Macro View
The Research Data Culture Conversation confirms that research intensive universities face common challenges when setting out to understand and manage their research data. One particular challenge appeared urgent, namely an expected uncontrolled, exponential growth in the volume of research data due to improved sensing technology and increased data generation opportunities and mechanisms.
Dramatic scale up in data volume has ramifications on how institutions can operationally sustain their data services and would dramatically increase the urgency to be able to migrate data into cheaper less accessible retention services and ultimately to delete data.
A Macro View - the combined view of the data situation in practice - has been developed in order to better understand the actual Australian academic research data environment in relation to anecdotal expectations of a “data tsunami”.
In 2017, Monash undertook a review of its retained data volumes going back to 2009 in response to rapidly rising demand. An unsustainable compounding annual growth rate of 75% was observed.
Since then a focus on managing data at a collection layer has been introduced. An effect appears to exist because today Monash is able to project an overall lower growth rate, nearer 40%. The postulated 40% is higher than is observed in practice where growth in data under management at Monash has been below 30% for each of the last three years.
This observation motivated discussion around the macro scale growth rate observable in other universities.
All Universities are developing and maturing their data services.
In a similar fashion to Monash, UQ has operated corporate services for retained data for some time and reports the second largest volume. Melbourne and UNSW reported significant volumes of data transitioning into retained data management. They also reported their adoption of commercial services. University of Sydney has also transitioned onto new services.
Note that the volumes reported are first copy data volumes - the replication usually provided would double or triple the storage systems raw volume.
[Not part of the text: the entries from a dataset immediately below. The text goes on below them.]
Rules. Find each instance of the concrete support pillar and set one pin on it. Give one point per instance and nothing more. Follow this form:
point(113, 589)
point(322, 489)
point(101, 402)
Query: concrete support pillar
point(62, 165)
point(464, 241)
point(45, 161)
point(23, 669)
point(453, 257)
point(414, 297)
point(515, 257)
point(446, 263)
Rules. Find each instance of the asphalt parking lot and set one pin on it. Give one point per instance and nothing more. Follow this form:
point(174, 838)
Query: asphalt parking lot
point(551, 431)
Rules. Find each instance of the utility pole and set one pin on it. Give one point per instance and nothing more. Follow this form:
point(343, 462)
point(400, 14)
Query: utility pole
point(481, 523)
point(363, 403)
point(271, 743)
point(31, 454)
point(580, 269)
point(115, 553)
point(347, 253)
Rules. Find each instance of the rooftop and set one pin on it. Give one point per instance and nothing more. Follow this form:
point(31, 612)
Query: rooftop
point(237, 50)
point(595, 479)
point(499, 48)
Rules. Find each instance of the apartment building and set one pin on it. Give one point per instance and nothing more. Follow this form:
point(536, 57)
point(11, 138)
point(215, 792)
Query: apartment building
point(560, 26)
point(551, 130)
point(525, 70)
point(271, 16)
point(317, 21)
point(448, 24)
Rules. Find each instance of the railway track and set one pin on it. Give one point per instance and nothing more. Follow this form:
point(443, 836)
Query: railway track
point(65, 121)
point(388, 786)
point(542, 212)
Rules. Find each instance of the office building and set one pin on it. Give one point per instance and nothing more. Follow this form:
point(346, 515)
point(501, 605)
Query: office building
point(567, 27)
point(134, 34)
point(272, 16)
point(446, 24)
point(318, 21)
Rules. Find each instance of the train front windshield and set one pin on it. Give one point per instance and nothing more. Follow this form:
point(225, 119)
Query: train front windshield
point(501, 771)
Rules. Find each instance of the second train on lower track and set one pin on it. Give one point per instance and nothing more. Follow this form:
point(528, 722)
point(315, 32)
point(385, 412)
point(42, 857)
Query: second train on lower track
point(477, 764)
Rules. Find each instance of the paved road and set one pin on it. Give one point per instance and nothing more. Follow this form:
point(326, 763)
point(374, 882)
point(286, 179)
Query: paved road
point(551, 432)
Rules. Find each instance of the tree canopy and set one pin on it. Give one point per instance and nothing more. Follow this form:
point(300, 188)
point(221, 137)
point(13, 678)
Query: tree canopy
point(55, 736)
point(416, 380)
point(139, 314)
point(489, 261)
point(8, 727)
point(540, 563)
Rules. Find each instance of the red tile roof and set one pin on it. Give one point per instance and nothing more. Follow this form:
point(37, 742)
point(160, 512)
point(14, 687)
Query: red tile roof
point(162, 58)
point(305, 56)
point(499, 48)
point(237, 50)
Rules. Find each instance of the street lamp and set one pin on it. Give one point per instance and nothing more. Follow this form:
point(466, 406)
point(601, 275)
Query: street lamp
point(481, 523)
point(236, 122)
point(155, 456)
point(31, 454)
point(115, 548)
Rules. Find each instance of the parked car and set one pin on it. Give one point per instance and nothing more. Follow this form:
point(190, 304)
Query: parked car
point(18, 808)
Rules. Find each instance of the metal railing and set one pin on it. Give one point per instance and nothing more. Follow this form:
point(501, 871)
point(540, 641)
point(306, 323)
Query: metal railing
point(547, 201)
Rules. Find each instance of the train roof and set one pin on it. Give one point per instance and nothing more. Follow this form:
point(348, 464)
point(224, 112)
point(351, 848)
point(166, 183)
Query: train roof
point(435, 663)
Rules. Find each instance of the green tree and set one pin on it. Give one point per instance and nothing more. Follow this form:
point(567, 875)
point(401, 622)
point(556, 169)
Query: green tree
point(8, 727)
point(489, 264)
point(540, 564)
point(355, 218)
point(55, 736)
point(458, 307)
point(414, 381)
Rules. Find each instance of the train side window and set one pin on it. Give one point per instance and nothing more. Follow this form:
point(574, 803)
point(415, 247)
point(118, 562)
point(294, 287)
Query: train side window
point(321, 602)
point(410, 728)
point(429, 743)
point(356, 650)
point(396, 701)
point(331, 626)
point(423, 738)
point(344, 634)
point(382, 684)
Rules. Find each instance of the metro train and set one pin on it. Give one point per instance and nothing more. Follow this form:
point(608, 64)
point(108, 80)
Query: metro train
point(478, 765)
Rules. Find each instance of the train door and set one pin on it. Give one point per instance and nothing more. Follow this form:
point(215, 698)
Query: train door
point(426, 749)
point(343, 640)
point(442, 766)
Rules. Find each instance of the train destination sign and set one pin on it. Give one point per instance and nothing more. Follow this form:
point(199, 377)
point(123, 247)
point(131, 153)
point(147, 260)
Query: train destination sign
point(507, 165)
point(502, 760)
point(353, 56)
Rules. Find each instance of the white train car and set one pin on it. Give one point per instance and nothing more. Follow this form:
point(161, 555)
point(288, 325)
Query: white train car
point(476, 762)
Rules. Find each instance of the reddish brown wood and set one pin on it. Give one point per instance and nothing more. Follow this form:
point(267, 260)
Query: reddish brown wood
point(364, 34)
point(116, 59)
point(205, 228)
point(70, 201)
In terms of expectations, the expected high growth rate in data volume was a key concern motivating a macro view. Graph 3 illustrates an important observation:
The larger data holdings exhibit steady growth rates at a manageable (refer to footnote 1) scale
On average, the growth rate for the volume of unique (first copy) data averaged across the four universities is relatively modest (refer to footnote 2) and steady
On the assumption that unique data volumes at the macro scale are proportional to the scale of research activity, this graph makes the broad extrapolation from 40% of Australian University research activity to estimate the unique data volume at 100% of Australian University research activity.
The top line is based on the three largest holdings
The lowest line is based on the three smallest holdings
The middle line is based on all four
The scaling factors were calculated from the Australian Government’s research block grant tables for 2021.
Footnotes:
1 Below a steady 40% technology improvement as is reported for capacity / cost in storage systems.
2 Modest means here very much lower than was expected based on anecdotal claims regarding the rate of data growth (including the concept of a data tsunami).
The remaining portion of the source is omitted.